Historical—Liquidity and Capital Resources

        Operating Activities.    The Company reported net cash provided by operating activities of $100.6 million and $254.3 million for the Prior Year Period and Current Year Period, respectively. The $153.7 million increase in operating cash flows from the Prior Year Period to the Current Year Period is primarily attributable to the increase in Segment Profit, the net shift of restricted funds between cash and investments that results in an operating cash flow change that is directly offset by an investing cash flow change and other net favorable items primarily associated with working capital changes. Segment Profit for the Current Year Period increased $79.6 million from the Prior Year Period. During the Prior Year Period, $5.6 million of restricted investments were shifted to restricted cash as compared to the Current Year Period, in which $29.1 million of restricted cash was shifted to restricted investments, resulting in a net increase in operating cash flows between periods of $34.7 million. The favorable working capital changes are primarily attributable to the build-up of medical claims payable for Radiology Benefits Management associated with the new risk radiology contracts and reductions in inventory for Specialty Pharmaceutical Management, partially offset by higher year-over-year tax payments.

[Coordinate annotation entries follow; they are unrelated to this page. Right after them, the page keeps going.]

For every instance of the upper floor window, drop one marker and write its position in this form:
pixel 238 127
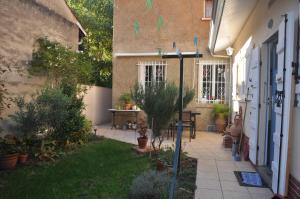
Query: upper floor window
pixel 212 82
pixel 150 72
pixel 208 5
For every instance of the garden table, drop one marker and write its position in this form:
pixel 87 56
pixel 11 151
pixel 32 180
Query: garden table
pixel 114 111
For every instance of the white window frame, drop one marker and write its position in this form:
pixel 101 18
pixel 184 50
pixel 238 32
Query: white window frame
pixel 204 11
pixel 143 67
pixel 213 81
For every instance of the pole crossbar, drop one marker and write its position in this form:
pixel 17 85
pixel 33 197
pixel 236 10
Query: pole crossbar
pixel 176 161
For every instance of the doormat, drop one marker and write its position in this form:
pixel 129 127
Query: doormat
pixel 249 179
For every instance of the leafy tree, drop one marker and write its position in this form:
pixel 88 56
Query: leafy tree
pixel 60 64
pixel 160 103
pixel 97 19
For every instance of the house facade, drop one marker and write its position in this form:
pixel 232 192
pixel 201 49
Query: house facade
pixel 265 82
pixel 143 32
pixel 22 23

        During the Current Year Period, the Company's restricted cash decreased $62.4 million. The decrease is attributable to a reduction in restricted cash of $31.3 million associated with the Company's regulated entities, the shift of restricted cash to restricted investments of $29.1 million and other net decreases of $2.0 million. In regards to the decrease in restricted cash for the Company's regulated entities, $39.1 million is offset by changes in other assets and liabilities, primarily accounts receivable, accrued liabilities, medical claims payable and other medical liabilities, thus having no impact on operating cash flows. Partially offsetting these net reductions is the net funding of $7.8 million in additional restricted cash associated with the Company's regulated entities.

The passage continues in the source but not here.